Quite! We all know how the game of Chinese whispers works, and the danger is that if children learn things second hand, the message will have been garbled or lost by the time it reaches the third child down. If we are going to teach our children about these ideas of respect and if we are going to keep them safe, we need to do that in a whole way.
I was taught by my parents that of course it did not matter who you fell in love with. I can remember as a child hearing nursery rhymes about falling in love with different groups of people. That is the kind of family I grew up in, and I feel very proud to have had parents who introduced those concepts. My sister is a happily married heterosexual, and she had those songs sung to her as well when she was young. They did not make me gay, but they made me feel comfortable with who I was. Let us be honest, however. Parents are loving, but there is no qualification to be a parent. There are some good parents and some bad parents. My mother is a linguist and an English teacher, but she knows absolutely nothing about physics or maths—she dropped out of science at GCSE—and if I had been taught science by my mother, I would not have been able to go on to do my physics and chemistry A-levels, as I did. We understand that parents are the primary lovers of their children, but they are not always the best people to give them a holistic, rounded education, because they have not experienced all the different elements and aspects of the world.

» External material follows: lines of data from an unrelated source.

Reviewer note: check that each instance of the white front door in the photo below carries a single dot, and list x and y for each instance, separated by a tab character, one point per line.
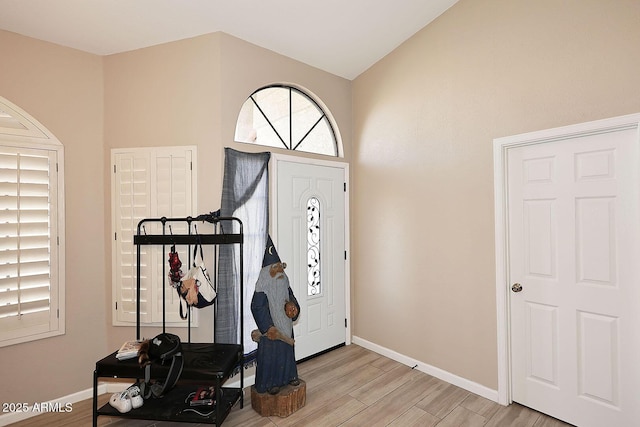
310	237
574	269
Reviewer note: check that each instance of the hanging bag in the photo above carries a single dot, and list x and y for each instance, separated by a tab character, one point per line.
196	287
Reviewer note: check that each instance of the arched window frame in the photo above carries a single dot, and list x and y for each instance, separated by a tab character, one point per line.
287	142
33	297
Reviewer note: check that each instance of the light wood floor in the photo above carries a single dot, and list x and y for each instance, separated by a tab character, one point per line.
352	386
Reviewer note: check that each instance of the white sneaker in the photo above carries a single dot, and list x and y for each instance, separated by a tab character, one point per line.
121	401
135	396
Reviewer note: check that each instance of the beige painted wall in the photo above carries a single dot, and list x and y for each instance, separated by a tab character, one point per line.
62	89
190	93
424	121
182	93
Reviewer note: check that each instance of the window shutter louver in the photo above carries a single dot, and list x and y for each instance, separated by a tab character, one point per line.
148	183
26	201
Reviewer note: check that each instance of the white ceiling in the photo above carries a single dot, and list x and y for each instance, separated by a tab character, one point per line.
343	37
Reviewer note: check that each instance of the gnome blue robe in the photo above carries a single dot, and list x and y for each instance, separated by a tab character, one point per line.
275	359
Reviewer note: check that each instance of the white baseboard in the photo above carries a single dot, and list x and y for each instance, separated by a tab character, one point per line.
464	383
62	404
65	403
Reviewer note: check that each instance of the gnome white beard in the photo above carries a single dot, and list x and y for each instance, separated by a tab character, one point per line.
277	291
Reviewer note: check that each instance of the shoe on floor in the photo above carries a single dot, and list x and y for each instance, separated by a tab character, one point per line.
135	396
121	401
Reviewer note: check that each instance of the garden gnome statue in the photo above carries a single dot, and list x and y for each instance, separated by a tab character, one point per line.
274	308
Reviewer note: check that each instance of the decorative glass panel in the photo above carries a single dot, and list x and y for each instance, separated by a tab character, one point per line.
285	117
313	247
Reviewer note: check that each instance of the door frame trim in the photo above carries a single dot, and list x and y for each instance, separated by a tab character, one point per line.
273	172
501	147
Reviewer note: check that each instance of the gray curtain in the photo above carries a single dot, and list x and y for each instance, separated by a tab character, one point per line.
245	195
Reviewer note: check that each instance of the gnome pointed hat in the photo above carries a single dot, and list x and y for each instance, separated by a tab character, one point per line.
270	254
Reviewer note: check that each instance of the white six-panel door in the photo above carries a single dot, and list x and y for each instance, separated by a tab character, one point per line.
310	222
574	270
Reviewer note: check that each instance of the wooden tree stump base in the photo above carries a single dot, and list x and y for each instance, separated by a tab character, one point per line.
290	399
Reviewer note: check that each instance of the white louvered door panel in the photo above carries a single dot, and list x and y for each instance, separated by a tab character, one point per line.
149	183
132	202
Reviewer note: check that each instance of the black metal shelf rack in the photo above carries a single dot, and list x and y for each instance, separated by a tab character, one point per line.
204	363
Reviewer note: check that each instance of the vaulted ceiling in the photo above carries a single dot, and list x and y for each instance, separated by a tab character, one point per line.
343	37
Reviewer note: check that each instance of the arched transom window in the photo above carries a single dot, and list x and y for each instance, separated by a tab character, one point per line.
286	117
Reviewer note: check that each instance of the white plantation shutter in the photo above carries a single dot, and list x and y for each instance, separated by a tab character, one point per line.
148	183
132	202
28	248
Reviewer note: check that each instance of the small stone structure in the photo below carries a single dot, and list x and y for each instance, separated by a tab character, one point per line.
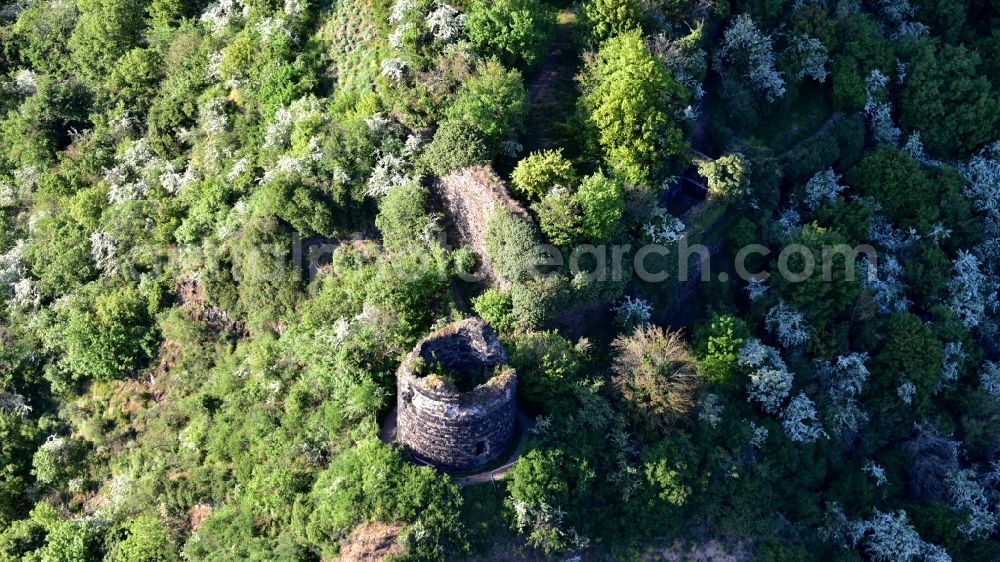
456	398
469	196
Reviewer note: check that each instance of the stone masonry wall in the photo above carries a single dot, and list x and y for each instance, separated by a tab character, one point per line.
454	430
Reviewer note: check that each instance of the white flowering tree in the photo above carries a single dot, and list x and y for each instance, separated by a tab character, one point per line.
989	378
789	325
844	380
663	228
770	380
889	537
966	495
632	312
824	187
800	422
877	472
746	48
885	283
685	59
811	55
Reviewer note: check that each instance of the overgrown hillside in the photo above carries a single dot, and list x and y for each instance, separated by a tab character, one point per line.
222	228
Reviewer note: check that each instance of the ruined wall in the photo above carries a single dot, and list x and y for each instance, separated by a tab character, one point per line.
469	196
440	424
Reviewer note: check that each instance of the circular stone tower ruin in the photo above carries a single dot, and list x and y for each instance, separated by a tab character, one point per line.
456	398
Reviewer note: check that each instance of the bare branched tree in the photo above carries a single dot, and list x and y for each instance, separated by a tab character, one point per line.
654	377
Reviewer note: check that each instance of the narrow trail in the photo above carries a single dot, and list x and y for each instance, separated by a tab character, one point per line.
552	90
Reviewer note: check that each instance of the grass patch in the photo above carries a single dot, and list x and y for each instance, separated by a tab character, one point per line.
482	516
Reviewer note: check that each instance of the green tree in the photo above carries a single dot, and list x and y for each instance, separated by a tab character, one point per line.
493	104
654	377
629	102
559	217
495	307
911	354
539	172
727	176
947	98
511	245
895	180
608	18
105	31
455	146
135	78
108	334
402	216
722	339
514	31
148	540
602	201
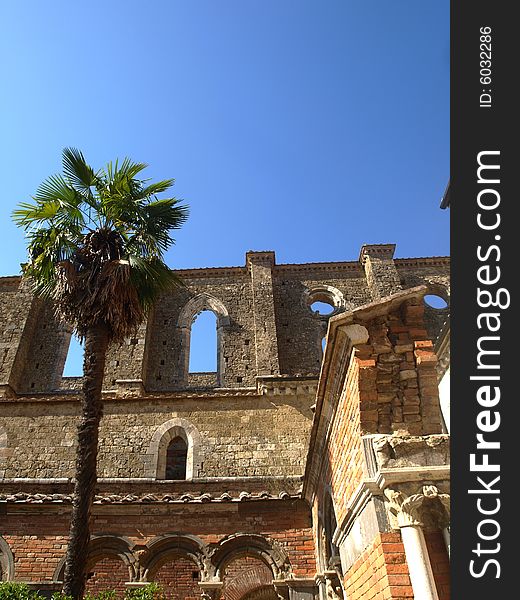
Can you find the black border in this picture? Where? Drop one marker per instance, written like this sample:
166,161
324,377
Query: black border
475,129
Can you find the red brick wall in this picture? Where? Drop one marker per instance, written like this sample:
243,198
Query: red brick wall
381,572
38,540
440,563
245,575
179,579
109,573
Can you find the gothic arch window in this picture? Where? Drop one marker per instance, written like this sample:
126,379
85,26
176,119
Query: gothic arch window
197,304
175,450
176,458
73,365
203,343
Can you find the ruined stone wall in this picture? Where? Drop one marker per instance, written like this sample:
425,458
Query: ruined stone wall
265,324
233,436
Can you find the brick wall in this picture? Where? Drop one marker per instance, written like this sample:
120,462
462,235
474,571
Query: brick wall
179,579
381,572
38,536
107,574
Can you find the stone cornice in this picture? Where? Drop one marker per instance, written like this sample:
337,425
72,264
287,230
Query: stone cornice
151,491
427,261
275,385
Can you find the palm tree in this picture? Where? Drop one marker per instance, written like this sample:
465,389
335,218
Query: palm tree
96,242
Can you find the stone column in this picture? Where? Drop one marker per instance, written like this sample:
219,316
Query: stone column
378,262
210,590
406,511
260,266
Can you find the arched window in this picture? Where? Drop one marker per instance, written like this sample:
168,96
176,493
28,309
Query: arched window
175,451
203,343
176,459
202,303
74,361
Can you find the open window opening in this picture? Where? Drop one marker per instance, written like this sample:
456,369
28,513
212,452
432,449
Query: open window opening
176,459
203,343
74,361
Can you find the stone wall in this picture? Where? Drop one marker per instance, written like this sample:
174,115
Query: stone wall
265,325
237,435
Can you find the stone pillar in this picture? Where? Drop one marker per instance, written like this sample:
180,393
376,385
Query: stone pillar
210,590
260,266
406,512
421,574
380,271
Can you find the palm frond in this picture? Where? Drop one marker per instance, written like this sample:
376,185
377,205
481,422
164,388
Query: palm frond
78,172
96,242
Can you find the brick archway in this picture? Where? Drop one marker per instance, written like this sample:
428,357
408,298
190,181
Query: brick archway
265,593
246,576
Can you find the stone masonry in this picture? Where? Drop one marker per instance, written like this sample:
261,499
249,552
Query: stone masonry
239,526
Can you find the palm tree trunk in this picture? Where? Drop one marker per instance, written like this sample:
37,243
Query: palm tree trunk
96,344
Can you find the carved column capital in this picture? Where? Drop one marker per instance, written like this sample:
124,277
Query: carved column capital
210,590
406,509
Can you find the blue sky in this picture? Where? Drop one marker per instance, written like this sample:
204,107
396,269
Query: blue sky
304,127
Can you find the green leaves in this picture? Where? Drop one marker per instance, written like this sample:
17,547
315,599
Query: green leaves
87,220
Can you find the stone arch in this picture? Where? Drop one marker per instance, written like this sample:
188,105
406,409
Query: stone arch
166,547
263,593
241,544
105,546
6,561
187,315
155,458
324,293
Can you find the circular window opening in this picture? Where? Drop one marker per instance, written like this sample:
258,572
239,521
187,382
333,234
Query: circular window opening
322,308
434,301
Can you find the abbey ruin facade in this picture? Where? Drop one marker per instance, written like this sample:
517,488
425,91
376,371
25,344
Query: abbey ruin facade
291,472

People in positions of responsibility, whether they are teachers or Members of Parliament, have a responsibility in these debates to show leadership. It was the Labour Government between 1997 and 2010 who showed leadership. If we had followed the mob and listened to what the opinion polls were saying at the time, it is unlikely that we would have made much progress at all on LGBT rights. We would not have made progress on abolishing section 28, for example, because Brian Souter was busy ploughing money in to garner public opinion in one way. We as politicians have to recognise that public opinion can be whipped up by dangerous forces, and we have a moral responsibility to sometimes make a judgment, not on whether there has been consultation—that was a totally vacuous argument that had no content to it—but on the content of the objections, in order to analyse and review them. That is something that Mr Godsiff has failed to do in this debate even once. Not once did he articulate the problems with the content of the curriculum.